Le choix de ce projet dans le pavillon polonais, curaté par Joanna Warsza et Wojciech Szymański, n’était pas anodin. Il témoignait d’une volonté de rupture avec une lecture strictement nationale de l’identité culturelle. Il affirmait la nécessité d’un art transnational, capable d’englober les réalités migrantes, les solidarités interpeuples ainsi que les voix déplacées. Le geste était d’autant plus fort qu’il venait d’un pays historiquement marqué par les tensions avec la Russie, mais aussi par une identité nationale souvent construite en opposition à l’altérité.
Entre Bruxelles et Venise, un même fil rouge se dessine : celui d’une Europe en mouvement, traversée par les violences du passé et du présent, mais aussi par des élans de solidarité, des formes nouvelles de cohabitation, des manières inattendues de faire communauté.

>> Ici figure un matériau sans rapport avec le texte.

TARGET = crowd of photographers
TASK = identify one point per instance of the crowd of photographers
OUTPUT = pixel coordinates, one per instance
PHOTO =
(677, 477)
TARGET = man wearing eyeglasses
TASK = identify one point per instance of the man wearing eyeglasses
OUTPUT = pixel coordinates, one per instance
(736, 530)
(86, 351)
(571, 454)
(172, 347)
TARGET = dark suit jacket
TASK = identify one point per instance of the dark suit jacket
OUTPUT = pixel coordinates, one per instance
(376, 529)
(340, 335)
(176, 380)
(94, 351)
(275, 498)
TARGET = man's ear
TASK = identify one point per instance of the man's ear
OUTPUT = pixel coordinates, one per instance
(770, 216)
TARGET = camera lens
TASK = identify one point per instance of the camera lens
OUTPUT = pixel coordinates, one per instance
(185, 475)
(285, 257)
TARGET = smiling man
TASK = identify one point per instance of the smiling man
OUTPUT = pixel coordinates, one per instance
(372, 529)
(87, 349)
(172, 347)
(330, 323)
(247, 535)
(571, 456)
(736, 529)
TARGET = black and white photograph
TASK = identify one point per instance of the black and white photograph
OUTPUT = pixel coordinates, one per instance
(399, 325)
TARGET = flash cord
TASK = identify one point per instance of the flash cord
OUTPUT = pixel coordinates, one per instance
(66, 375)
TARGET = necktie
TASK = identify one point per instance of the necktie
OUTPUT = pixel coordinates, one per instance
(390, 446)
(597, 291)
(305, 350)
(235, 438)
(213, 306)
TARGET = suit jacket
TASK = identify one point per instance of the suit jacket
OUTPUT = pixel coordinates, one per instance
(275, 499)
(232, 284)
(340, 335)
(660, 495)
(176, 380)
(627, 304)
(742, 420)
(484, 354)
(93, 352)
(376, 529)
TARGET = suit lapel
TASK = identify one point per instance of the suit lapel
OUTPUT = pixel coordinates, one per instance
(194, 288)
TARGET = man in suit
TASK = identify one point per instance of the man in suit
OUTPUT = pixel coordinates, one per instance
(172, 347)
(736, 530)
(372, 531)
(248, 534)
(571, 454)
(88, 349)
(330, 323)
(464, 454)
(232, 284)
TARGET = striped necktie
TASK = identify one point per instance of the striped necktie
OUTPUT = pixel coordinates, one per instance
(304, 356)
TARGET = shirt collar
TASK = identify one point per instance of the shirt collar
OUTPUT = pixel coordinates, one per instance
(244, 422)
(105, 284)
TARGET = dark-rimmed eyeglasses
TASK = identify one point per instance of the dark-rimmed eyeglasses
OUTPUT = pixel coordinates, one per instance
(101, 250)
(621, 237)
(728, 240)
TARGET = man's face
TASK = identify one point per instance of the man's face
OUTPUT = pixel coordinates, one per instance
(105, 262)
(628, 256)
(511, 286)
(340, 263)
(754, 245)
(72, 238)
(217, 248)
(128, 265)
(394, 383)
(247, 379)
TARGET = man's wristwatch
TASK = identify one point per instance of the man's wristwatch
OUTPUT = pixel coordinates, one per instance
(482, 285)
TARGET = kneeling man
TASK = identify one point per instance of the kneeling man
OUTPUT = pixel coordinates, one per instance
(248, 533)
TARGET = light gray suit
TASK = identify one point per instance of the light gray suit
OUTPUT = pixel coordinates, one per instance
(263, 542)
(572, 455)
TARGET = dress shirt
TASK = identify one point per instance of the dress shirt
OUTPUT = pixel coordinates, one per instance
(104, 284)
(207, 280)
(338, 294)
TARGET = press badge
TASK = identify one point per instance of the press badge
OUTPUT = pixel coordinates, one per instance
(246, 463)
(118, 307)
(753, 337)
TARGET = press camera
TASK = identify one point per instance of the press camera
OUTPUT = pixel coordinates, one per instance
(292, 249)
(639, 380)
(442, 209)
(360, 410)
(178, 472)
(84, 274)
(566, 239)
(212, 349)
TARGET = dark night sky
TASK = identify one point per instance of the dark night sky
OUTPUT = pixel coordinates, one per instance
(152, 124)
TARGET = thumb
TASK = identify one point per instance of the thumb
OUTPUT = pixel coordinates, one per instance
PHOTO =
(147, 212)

Une Europe à réinventer dès à présent, dans un contexte économique et dans le contexte historique d’identité commune. Familiar Strangers n’est pas une exposition sur la Pologne, mais depuis la Pologne. Depuis ce territoire souvent inconnu et complexe, à la fois central et marginal dans notre imaginaire européen. Jan Böhmermann, journaliste satirique d’origine polonaise et présentateur à la télévision allemande, a récemment présenté une émission dans son Neo Magazine Royale, où il parle exactement cette Pologne, ignorée jusqu’à présent, notamment par les voisins allemands, qu’on redécouvre peu à peu, comme un pays, grand de taille et intrigant d’identités et d’histoire.
La Pologne à travers cette exposition réussie, nous rappelle que l’Est de l’Europe n’est pas une périphérie muette ou figée, mais un lieu d’invention culturelle, de conflits majeurs et symboliques et de renouvellement constant des formes. En montrant ces « étrangers familiers » qui peuplent la Pologne, elle nous invite à repenser ce que signifie d’être un ou une Européenne aujourd’hui. Et peut-être, à entendre enfin les voix ou les sons qu’on a minimisé, même en termes de sécurité.